Spyridium coactilifolium, commonly known as butterfly spyridium,[2] is a species of flowering plant in the family Rhamnaceae. It has white-velvety flowers and oval shaped leaves that are thickly covered in soft hairs.

Description

Spyridium coactilifolium is a small perennial shrub with rusty-coloured short, matted, dense hairs on the branches. The leaves are oval to egg-shaped, rounded at the base, blunt and notched at the apex, 6–15 mm (0.24–0.59 in) long and densely covered with soft, star-shaped hairs. The flower petals are velvety-white, usually 4 or 5, entire or notched at the apex and about 3 mm (0.12 in) long. The bracts are silky, brown, and egg-shaped with small hairs on the margins.
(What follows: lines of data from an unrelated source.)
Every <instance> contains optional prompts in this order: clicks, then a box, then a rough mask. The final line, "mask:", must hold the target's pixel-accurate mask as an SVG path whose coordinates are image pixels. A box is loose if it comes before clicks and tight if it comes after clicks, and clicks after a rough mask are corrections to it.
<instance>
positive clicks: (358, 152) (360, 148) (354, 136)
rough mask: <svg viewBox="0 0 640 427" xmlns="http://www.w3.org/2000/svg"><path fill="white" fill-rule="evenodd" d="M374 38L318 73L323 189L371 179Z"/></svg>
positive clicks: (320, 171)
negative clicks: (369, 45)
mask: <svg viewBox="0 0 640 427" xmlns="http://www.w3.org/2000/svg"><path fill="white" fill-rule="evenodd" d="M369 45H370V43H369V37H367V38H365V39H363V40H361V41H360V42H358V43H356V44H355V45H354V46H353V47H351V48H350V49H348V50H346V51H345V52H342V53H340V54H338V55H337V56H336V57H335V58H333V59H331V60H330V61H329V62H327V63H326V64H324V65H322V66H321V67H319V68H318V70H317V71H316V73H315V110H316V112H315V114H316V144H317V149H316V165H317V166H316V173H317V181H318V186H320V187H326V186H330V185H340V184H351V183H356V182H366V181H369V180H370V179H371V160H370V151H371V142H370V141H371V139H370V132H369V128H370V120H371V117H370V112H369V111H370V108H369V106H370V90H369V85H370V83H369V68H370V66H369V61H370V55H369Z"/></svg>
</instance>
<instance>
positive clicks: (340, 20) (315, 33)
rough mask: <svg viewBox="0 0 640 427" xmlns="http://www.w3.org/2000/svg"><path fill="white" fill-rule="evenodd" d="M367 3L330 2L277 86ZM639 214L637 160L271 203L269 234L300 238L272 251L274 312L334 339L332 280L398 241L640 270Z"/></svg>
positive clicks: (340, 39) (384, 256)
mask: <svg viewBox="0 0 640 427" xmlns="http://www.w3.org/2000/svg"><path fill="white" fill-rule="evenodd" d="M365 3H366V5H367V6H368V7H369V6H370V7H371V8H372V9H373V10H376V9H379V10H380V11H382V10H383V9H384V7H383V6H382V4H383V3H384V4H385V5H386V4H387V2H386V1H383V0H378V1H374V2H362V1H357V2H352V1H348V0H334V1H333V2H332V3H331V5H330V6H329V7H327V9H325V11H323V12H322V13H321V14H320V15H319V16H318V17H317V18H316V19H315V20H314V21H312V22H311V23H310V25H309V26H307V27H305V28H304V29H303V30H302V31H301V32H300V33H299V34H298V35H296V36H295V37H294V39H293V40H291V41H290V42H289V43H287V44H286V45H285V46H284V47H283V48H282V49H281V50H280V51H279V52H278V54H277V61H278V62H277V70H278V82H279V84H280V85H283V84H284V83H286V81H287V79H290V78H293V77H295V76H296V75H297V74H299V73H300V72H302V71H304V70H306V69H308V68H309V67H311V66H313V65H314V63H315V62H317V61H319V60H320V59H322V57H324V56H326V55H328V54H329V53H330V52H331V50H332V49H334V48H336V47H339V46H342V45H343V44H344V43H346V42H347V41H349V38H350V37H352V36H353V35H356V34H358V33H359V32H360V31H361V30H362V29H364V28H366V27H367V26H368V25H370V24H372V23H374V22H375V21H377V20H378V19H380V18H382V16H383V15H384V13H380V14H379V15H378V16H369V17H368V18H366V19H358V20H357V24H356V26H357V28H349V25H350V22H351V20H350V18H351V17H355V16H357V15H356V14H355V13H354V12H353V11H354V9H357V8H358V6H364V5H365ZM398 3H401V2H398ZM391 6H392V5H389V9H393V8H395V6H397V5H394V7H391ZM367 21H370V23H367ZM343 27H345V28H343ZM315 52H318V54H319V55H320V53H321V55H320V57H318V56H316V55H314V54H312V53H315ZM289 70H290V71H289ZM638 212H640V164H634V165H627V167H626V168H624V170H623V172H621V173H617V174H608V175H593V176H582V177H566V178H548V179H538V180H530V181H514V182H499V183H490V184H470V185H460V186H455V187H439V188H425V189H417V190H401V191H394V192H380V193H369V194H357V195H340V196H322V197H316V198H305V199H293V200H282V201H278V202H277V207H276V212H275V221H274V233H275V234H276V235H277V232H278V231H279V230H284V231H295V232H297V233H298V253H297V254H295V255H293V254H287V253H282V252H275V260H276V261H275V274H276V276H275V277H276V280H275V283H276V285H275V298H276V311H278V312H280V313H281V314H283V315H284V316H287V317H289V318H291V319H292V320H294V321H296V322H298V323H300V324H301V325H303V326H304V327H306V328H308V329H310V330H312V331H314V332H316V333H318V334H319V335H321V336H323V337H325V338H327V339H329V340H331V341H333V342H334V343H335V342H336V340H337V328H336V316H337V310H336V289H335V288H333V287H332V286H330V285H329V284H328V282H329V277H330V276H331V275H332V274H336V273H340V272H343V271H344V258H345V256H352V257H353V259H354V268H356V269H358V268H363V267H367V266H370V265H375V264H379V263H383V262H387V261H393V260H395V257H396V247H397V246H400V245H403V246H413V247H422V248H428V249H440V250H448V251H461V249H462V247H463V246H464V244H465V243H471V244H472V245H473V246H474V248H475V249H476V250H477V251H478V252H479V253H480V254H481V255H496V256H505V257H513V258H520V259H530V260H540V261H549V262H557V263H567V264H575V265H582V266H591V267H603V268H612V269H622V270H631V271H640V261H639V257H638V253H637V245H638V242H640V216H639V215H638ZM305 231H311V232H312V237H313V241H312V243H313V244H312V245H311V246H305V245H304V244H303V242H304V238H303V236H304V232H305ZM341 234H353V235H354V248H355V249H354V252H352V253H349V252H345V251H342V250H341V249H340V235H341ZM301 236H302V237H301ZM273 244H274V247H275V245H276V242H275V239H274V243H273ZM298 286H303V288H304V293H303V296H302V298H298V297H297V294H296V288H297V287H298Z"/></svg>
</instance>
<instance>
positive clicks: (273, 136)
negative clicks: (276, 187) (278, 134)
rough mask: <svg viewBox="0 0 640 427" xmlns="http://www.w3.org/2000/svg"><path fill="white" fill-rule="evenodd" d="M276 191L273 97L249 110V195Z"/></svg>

Flowering occurs from December to February and the fruit is a brown capsule, egg-shaped with the narrower end at the base, hard, thin, brittle, smooth except near the base.[2]

Taxonomy and naming

Spyridium coactilifolium was first formally described in 1858 by Siegfried Reisseck and the description was published in Linnaea: ein Journal für die Botanik in ihrem ganzen Umfange, oder Beiträge zur Pflanzenkunde.[3][4]

Distribution and habitat

Butterfly spyridium mostly grows on rocky sea cliffs in low shrubland, and inland on sloping sites in sandy soils in low, open woodland in the Encounter Bay area on Fleurieu Peninsula in South Australia.[5]

Conservation status

Spyridium coactilifolium is classified as "vulnerable" by the National Parks and Wildlife Act 1972 in South Australia.[5]